Included in this repository is a proof-of-concept implementation of the CPSieve algorithm for solving the shortest vector problem (SVP) on lattices, introduced in the paper:

  • Anja Becker, Thijs Laarhoven, Efficient (ideal) lattice sieving using cross-polytope LSH, Cryptology ePrint Archive, Report 2015/823.

This code is released under the MIT license: you can basically do anything you want with/to the code, as long as you give proper attribution back to us, and as long as you do not hold us responsible for anything that happens to your machine as a result of running this code.

Arbitrary lattices

For solving the shortest vector problem on arbitrary lattices, use the file cpsieve.cpp. This file is currently set to verbose mode, outputting new records each time it finds a new shorter vector in the input lattice. The input filename is assumed to follow the format "dim40sd0.txt", as is also the case for the SVP challenge, but this format can be adjusted at the beginning of the main algorithm loop. The algorithm further keeps track of various statistics, which are stored in the file cpsieve-results.txt. This implementation should solve SVP correctly for any basis of a lattice, if it is given enough time and space to perform its operations. (Note that things may start to break down if the coordinates or norms of vectors become too large, which is not an issue for the SVP challenge lattices.)

Ideal lattices

For solving SVP efficiently on ideal lattices, there are two faster versions of the above implementation, as described in the paper; one for ideals with modulus X^n + 1, and one for ideals with modulus X^n - 1.

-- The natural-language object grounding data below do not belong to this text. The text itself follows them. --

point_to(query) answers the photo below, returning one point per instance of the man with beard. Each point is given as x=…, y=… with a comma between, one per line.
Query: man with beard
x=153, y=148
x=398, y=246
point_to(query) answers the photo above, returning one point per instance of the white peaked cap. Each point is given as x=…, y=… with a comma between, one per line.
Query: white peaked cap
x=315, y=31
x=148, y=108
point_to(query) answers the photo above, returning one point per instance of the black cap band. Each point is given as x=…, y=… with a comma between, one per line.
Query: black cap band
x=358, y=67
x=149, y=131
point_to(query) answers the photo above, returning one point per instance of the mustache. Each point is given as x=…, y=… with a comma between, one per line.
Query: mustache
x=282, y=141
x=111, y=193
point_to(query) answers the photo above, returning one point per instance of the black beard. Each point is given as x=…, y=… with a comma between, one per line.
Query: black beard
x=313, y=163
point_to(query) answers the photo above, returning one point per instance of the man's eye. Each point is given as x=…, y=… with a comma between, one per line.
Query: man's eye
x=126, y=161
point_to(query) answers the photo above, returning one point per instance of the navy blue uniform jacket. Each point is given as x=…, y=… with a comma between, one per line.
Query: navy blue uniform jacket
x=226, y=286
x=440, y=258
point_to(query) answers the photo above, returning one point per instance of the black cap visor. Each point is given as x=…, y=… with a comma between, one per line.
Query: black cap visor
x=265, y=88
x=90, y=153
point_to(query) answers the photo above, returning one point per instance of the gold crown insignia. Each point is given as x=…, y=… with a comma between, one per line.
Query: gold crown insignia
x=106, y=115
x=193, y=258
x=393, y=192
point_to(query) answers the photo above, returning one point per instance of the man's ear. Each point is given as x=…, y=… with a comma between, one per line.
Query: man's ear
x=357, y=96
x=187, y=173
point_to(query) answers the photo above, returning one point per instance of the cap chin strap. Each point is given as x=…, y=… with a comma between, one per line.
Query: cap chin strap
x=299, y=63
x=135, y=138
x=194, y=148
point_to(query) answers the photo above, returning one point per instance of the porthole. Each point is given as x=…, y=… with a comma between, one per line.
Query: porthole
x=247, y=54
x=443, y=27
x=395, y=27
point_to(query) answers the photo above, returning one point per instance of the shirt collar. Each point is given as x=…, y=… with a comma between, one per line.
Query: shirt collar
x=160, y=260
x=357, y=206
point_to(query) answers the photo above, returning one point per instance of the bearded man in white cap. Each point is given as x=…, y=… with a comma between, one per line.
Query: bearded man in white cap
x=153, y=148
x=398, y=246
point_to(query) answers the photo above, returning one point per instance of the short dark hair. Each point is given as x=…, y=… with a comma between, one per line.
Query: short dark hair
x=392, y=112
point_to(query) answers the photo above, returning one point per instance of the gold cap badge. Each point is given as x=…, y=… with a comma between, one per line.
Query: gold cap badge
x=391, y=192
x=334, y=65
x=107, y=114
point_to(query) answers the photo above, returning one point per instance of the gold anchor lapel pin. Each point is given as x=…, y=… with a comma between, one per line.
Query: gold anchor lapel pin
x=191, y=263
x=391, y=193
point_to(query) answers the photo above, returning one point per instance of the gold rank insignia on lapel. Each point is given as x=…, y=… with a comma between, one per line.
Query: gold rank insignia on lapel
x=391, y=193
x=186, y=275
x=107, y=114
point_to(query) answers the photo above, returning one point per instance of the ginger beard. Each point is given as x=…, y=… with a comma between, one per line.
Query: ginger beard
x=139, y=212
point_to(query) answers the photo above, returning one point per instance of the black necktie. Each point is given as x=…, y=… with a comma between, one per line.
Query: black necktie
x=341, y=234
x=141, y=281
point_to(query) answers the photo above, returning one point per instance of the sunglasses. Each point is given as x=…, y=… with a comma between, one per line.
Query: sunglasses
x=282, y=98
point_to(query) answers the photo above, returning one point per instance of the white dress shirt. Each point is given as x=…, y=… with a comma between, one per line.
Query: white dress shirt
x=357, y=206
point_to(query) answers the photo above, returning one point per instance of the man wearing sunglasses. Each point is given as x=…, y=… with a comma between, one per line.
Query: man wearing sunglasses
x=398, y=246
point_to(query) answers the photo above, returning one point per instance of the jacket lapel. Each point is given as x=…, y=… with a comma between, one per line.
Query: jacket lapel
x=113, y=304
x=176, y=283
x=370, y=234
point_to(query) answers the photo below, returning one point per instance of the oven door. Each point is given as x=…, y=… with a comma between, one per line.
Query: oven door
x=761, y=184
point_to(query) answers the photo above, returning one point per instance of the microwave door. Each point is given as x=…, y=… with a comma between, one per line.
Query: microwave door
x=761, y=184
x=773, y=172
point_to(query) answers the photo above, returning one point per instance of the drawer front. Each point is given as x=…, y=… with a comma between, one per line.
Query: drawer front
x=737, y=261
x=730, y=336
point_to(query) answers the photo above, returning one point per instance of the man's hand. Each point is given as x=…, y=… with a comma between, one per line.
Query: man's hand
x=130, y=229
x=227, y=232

Power-of-2 cyclotomic lattices (X^n + 1)

For lattices where the underlying ideal is taken modulo X^n + 1 with n = 2^k a power of 2, as commonly used in lattice-based cryptography, the implementation given in icpsieve.cpp achieves better results. This implementation exploits the additional structure to achieve a linear speed-up and a linear decrease in the space complexity. The input basis file is assumed to be of the form idealindex64dim32sd0.txt where 32 = (64 / 2) is the dimension of the lattice and 0 is the random seed. These challenge bases can for instance be downloaded from the ideal SVP challenge.

NTRU lattices (X^n - 1)

For NTRU lattices, similar time and memory improvements can be achieved using techniques described in the paper. For NTRU lattices, where the underlying polynomial ring is given modulo a prime q, and modulo a polynomial X^m - 1 (where n = 2 m is the dimension of the block-cyclic NTRU lattice), one can use the implementation given in ìcpsieve-ntru.cpp. As described in the paper, this also leads to considerable improvements, although the improvements are a bit smaller than for the power-of-2 cyclotomic lattices. The input basis file is assumed to be of the form NTRU31seed0.txt where the prime m = 31 is half the dimension of the lattice and 0 is the random seed. NTRU lattices can be generated using e.g. Sage.